Finding a local breeder makes the pickup process easy and allows you to meet and share the special occasion. More often, you’ll likely wind up working with a breeder that’s more than a quick drive away. That’s totally fine — many breeders are plenty experienced making sure dogs get to their new homes, transporting them all across the country.
If driving isn’t doable, but you still want to collect your pup in person and also meet the breeder, flying in yourself is another great option (and you can make a fun trip out of it!). Just remember, though, your dog has to be small enough to fit in a carry-on that can slide under the seat in front of you.
Before you buy those potentially pricey round-trip tickets with the on-board pet surcharge (generally $100-150), check with your breeder to make sure your pup is still tiny enough to qualify as the most adorable carry-on ever.
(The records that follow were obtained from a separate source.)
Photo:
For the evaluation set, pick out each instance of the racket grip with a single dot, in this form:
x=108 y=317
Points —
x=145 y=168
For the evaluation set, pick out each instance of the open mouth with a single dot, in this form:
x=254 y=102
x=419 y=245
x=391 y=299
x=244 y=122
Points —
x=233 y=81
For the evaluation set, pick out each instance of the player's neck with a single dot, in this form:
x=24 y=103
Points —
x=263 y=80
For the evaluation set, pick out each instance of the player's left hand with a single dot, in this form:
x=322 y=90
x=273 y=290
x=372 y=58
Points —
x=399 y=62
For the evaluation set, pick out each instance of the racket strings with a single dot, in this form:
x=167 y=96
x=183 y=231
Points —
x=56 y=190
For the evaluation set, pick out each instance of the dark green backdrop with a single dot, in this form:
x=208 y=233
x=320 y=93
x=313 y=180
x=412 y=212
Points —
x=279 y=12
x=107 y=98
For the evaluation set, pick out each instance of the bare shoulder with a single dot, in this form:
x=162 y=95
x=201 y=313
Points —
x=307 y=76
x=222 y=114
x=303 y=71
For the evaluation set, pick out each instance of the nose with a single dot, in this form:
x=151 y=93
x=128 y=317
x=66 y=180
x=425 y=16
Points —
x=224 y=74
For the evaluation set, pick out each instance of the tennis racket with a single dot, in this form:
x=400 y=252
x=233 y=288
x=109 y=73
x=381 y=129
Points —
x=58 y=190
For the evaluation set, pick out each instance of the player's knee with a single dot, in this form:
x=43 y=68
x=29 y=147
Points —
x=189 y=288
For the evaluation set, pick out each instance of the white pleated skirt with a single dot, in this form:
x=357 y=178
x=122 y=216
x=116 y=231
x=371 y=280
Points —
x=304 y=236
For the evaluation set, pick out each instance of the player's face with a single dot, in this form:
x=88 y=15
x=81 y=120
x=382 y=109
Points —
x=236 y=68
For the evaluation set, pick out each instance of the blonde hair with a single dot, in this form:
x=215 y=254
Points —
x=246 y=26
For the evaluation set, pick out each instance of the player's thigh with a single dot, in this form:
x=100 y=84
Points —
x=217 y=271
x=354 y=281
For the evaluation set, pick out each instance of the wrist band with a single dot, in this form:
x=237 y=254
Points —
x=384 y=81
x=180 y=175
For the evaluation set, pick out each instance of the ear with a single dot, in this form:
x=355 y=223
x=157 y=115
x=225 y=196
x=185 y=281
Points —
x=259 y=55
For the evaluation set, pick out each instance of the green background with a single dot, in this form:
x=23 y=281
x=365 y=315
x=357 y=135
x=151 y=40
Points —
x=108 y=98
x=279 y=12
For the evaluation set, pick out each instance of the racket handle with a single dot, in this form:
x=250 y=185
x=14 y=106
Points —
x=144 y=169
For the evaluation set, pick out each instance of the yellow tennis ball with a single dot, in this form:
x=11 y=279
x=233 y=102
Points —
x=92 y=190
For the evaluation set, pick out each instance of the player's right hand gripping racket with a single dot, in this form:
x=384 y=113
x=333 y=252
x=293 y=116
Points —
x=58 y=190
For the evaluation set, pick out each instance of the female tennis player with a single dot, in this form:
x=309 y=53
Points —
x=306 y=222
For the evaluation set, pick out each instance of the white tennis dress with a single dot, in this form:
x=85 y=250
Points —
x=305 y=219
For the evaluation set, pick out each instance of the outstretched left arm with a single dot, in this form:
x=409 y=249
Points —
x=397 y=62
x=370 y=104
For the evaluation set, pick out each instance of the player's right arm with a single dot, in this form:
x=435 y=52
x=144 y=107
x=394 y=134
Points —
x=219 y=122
You should also talk with your breeder about where you’ll meet once you get into town. Some breeders are happy to meet you at the airport to save you a potentially long drive, while others prefer you to come by their homes. Your decision will also help determine how much the trip costs you; in some cases, you may need to get a hotel room, which costs a bit extra but will make for a fun first night with your puppy.
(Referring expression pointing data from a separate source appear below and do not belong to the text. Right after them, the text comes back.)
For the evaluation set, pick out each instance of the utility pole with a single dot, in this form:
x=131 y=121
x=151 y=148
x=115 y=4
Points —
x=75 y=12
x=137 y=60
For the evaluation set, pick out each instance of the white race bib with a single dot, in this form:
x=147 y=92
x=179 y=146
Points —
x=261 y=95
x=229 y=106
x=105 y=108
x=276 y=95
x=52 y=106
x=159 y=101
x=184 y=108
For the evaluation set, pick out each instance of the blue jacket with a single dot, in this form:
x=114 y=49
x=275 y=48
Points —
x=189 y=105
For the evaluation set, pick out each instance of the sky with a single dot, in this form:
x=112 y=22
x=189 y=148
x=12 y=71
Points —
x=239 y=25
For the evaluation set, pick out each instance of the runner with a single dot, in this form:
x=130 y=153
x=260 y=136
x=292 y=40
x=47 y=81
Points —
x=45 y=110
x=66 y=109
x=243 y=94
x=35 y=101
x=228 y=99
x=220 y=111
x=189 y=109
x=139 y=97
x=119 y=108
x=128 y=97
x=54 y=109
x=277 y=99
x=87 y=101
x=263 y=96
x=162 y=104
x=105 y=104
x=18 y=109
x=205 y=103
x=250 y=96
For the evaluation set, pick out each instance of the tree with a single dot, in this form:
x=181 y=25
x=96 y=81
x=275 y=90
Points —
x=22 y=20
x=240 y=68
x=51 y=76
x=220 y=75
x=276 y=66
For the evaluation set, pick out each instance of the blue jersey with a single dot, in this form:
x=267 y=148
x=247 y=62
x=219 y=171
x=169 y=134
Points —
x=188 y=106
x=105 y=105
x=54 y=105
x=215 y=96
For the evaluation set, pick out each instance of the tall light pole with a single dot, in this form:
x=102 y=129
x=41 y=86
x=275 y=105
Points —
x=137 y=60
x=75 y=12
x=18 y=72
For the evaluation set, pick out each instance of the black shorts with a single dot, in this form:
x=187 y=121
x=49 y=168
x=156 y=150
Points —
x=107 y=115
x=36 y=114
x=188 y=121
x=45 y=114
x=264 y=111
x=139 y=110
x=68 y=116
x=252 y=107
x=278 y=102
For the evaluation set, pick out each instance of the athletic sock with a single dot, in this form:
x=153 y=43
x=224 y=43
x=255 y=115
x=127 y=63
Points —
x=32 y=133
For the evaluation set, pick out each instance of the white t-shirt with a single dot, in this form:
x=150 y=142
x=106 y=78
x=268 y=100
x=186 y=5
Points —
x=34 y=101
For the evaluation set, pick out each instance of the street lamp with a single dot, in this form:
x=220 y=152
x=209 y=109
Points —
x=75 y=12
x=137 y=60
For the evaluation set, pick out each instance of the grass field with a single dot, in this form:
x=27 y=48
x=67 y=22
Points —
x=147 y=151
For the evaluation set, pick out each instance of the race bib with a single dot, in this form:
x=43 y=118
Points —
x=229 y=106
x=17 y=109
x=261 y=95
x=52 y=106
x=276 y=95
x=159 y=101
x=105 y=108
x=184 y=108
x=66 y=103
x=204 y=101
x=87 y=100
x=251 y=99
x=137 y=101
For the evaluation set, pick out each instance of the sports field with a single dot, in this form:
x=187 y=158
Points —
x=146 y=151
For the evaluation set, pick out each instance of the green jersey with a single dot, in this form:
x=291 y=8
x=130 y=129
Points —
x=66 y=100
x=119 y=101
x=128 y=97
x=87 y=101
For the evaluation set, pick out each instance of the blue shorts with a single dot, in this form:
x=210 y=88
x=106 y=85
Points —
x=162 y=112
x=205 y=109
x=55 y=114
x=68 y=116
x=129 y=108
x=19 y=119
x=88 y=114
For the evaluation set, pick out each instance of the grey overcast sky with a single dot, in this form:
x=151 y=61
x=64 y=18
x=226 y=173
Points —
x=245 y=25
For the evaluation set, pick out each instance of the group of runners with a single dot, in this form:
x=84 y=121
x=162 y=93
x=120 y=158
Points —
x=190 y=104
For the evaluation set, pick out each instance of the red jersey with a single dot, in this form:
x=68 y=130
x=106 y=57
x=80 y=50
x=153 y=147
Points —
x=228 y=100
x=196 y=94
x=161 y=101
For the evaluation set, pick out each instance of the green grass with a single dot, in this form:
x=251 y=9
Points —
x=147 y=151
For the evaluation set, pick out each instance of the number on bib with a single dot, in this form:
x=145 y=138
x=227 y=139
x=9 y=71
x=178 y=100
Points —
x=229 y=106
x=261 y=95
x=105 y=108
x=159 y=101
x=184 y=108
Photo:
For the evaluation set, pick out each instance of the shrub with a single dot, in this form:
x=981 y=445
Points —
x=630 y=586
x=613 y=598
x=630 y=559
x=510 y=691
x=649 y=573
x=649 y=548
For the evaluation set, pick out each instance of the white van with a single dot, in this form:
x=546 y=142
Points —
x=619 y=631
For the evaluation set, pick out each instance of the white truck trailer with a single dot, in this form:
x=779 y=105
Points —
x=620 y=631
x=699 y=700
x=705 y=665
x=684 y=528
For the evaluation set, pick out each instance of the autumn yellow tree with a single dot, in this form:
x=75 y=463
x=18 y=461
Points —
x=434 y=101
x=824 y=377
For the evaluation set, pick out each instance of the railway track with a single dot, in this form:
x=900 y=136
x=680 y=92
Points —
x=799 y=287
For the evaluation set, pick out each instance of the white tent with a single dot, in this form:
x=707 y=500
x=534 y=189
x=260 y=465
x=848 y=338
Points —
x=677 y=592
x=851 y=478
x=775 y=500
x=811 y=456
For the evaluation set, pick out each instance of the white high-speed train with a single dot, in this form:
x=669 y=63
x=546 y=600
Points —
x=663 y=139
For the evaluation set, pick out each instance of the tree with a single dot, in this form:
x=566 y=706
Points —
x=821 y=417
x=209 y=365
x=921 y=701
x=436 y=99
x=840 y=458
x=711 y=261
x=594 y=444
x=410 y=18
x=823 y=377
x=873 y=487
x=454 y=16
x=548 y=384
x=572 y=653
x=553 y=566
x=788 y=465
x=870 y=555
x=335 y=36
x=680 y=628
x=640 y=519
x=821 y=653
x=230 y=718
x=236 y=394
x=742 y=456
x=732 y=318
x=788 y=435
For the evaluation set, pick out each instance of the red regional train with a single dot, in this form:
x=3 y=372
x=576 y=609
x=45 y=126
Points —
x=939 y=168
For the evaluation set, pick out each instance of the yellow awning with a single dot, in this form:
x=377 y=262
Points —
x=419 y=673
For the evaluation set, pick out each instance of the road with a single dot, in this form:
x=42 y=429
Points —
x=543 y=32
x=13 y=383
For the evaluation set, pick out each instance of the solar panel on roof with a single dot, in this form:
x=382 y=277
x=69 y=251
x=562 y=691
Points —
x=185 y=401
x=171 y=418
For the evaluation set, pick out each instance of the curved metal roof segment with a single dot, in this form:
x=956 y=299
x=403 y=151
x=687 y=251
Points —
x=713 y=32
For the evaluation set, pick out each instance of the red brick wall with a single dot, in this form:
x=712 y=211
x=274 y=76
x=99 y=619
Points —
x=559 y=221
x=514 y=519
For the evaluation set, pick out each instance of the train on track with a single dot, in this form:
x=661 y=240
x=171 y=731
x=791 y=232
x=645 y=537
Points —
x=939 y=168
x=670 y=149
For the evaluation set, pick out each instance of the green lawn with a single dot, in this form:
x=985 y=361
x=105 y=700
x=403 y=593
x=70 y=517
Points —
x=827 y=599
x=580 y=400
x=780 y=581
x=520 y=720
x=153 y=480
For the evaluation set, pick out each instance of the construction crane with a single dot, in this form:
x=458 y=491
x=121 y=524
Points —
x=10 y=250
Flying or driving to pick up your puppy in person isn’t always feasible. The good news is that you’re not alone, and many of our breeders offer options to help bring your puppy to you safely and comfortably.
Flight nanny A flight nanny steps in to fly with your puppy if you can’t do it yourself. The flight nanny takes care of the pup during the flight, sitting with it in the cabin area, to ensure the dog’s comfort and safety. Sometimes breeders themselves serve as the flight nanny, while other breeders send along a friend or family member to play doggy chaperone.
As you’d expect, this service comes with an extra price tag. Along with the cost of round-trip airfare and the on-board pet fee, a flight nanny will likely want to be compensated for their time, especially on longer trips.
Pet air cargo If a flight nanny isn’t doable, there are still other options for air travel. Several major domestic airlines will fly your puppy in a pet safe air cargo area. Thanks to decades of experience, these airlines are experts at keeping your pups comfortable and secure. There is a special area at the bottom of the plane for animals that is both pressurized and temperature-controlled, making it perfectly safe for flying.
In fact, your puppy will have some room to roam in a large hard crate that has extra food and water, which is more than we can say for most human plane passengers. Work with your breeder to make sure you follow the airline’s kennel requirements, so that your puppy doesn’t get turned away from traveling.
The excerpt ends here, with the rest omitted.